Unitary English councils vital for economic growth, says Heseltine
By Richard Johnstone | 31 October 2012
All two-tier local authority areas in England should become unitaries, former deputy prime minister Lord Heseltine said today in his wide-ranging review of the UK’s growth policy.
Heseltine’s long-awaited report called on the government to ‘remove legislative barriers that are preventing local authorities from collaborating… including moving to unitary status’.
The review, commissioned by Chancellor George Osborne in the Budget in March, also said all councillors should be elected using the same four-year electoral cycle. A staggered approach to council elections can create barriers to economic decision-making, he concluded.
There also needed to be ‘a new partnership between the private and public sectors, between local communities and central government’ to boost economic growth.
Today’s report, No stone unturned in pursuit of growth, makes a total of 89 recommendations to government. At the launch, Heseltine said: ‘Only in this way will we get the best use of our limited public funds and leverage in private investment.
‘What I have outlined today points the way towards prosperity. We will not just need the determination of government, but of every business, every local leader and every individual to deliver this vision.’
Other recommendations include a call for ministers to set out a comprehensive national growth strategy that defines the roles of central and local government.

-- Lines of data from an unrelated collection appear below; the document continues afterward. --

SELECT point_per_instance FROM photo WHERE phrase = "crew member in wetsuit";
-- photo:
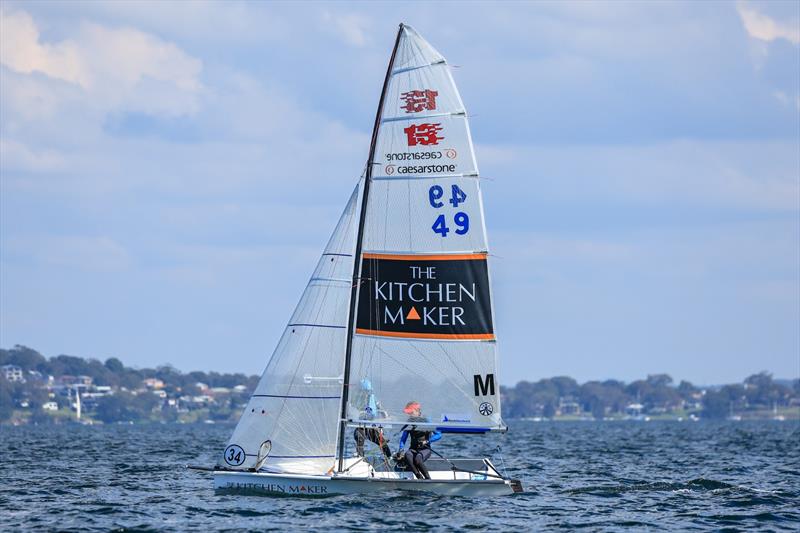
(419, 450)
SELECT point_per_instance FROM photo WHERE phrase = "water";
(600, 476)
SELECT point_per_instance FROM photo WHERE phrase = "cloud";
(82, 252)
(352, 27)
(762, 27)
(20, 50)
(116, 67)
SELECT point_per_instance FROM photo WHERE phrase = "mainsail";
(424, 326)
(399, 308)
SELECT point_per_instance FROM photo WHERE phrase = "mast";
(357, 258)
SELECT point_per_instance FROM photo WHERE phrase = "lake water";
(599, 476)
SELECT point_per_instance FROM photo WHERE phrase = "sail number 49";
(461, 219)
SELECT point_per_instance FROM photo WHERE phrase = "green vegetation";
(35, 389)
(653, 398)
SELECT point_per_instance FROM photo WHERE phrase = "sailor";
(419, 450)
(370, 412)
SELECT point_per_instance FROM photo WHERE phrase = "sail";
(424, 329)
(290, 423)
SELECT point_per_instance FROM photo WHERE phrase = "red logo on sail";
(416, 101)
(424, 134)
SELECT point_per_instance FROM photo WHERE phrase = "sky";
(170, 172)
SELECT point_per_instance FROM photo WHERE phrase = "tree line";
(657, 394)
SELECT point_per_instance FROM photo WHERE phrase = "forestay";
(292, 417)
(424, 325)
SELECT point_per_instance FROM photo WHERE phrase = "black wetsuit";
(419, 450)
(373, 435)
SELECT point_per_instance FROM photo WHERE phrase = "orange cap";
(411, 407)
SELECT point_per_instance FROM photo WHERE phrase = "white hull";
(274, 484)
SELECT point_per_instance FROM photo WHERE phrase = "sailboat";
(398, 312)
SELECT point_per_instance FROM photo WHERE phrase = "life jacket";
(420, 439)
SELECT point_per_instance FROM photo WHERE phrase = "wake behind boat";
(394, 334)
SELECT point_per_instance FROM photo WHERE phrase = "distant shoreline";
(69, 389)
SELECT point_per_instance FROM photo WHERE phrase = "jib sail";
(291, 421)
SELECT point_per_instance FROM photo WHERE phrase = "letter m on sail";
(484, 386)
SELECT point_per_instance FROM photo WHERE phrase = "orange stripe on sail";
(444, 336)
(422, 257)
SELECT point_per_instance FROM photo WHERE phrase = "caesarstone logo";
(425, 296)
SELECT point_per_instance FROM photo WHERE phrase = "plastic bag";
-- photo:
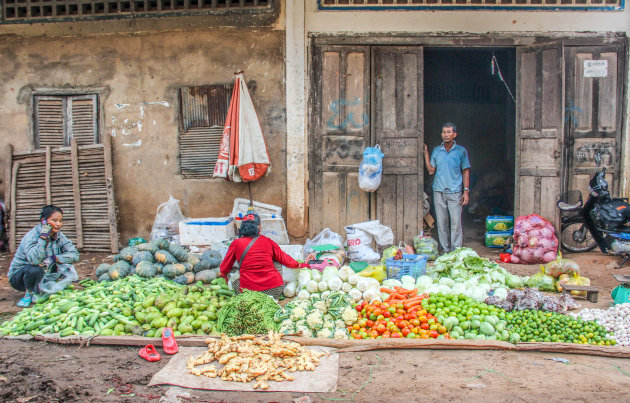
(166, 223)
(371, 169)
(561, 266)
(541, 281)
(327, 236)
(359, 240)
(425, 245)
(57, 281)
(535, 240)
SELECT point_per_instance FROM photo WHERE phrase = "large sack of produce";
(535, 240)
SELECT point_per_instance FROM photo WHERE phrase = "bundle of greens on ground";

A National Growth Council, chaired by the prime minister, should be formed, holding each Whitehall department to account for its role in support of the strategy.

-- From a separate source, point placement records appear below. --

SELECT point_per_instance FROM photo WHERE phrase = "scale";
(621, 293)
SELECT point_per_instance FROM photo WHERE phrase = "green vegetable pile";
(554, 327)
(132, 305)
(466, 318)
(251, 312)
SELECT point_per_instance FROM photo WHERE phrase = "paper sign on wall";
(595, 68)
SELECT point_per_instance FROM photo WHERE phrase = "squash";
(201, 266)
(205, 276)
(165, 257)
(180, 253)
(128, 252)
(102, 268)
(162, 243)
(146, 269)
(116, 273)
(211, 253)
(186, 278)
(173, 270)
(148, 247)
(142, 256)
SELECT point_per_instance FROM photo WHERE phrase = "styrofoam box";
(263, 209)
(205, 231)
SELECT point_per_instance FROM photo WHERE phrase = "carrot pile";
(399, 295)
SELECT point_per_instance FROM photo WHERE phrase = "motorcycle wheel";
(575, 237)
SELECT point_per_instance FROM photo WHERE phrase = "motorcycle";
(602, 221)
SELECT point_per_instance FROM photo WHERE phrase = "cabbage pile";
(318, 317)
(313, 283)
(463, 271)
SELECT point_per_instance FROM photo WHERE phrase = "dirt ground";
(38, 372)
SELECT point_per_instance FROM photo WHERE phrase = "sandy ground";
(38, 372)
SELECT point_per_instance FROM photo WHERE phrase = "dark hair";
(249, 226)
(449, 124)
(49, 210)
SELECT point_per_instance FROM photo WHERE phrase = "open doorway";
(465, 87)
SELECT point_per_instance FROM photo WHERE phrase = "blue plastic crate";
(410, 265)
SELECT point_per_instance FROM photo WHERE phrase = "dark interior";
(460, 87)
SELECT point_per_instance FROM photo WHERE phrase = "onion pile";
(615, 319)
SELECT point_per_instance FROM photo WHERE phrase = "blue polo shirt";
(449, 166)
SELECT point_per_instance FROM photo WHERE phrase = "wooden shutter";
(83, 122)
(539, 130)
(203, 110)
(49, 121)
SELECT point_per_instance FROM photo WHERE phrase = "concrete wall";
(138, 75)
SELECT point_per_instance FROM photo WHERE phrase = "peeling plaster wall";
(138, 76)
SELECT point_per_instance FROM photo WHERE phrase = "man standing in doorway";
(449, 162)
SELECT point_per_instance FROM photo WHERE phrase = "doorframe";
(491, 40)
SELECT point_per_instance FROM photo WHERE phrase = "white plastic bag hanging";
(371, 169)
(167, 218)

The report also urges the government to devolve ‘significant’ amounts of central government spending on skills, infrastructure, housing and regeneration, totalling around £49bn, to local authorities and LEPs in the next Spending Review. This would help tailor investment in economic development to local challenges. ‘
Heseltine said local government had been ‘disempowered’ by a century of centralising power, and ‘the English system of local government remains overly complex and inefficient’.
The report states: ‘England has 353 principal authorities. Some of these are single unitary authorities, others operate in tiers of district and county councils. The number of different councils doing similar things remains costly and confusing. For many, the range of different systems is baffling too.

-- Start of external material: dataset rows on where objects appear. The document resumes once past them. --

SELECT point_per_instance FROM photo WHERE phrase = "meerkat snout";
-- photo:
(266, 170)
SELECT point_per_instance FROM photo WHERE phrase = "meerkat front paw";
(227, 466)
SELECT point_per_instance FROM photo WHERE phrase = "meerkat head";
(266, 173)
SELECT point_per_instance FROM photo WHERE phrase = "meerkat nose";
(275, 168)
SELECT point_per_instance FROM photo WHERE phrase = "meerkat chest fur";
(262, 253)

‘In addition, the boundaries of many English local authorities bear no relation to modern patterns of economic activity – they are not functional economic market areas.’
Proposals to move to unitary or combined authority models would help match municipal boundaries to economic areas, and ‘all English local authorities outside London should pursue a path towards unitary status’.
The coalition government halted plans for new unitary authorities in Exeter, Norwich and Suffolk when taking power, through the Local Government Act 2010.
However, Heseltine said this should be repealed to ‘remove all legislative barriers that are preventing local authorities from collaborating within functional economic market areas’.
Government should also legislate to make it easier for ‘combinations of authorities’ to elect conurbation mayors.
Responding to the report, Osborne said he had ‘wanted Lord Heseltine to do what he does best: challenge received wisdom and give us ideas on how to bring government and industry together’.
He added: ‘He has done exactly that. This is a report bursting with ideas and we will study it very carefully.’
Local Government Association chair Sir Merrick Cockell said Heseltine was ‘absolutely right to champion the role of local areas in delivering growth’. However, the call for structural reform of local government was ‘moot’ as the government had already ruled out reforms.
‘This report provides clear evidence that giving local areas more power and funding to nurture business opportunities is absolutely essential to national economic recovery,’ Cockell added.
‘We endorse Lord Heseltine's idea of bringing money from different Whitehall departments into a single pot to fund skills, transport and support for SMEs. Local economies are complex and national funding streams are not always as co-ordinated, flexible and responsive as we need them to be in order to get projects off the ground in good time.’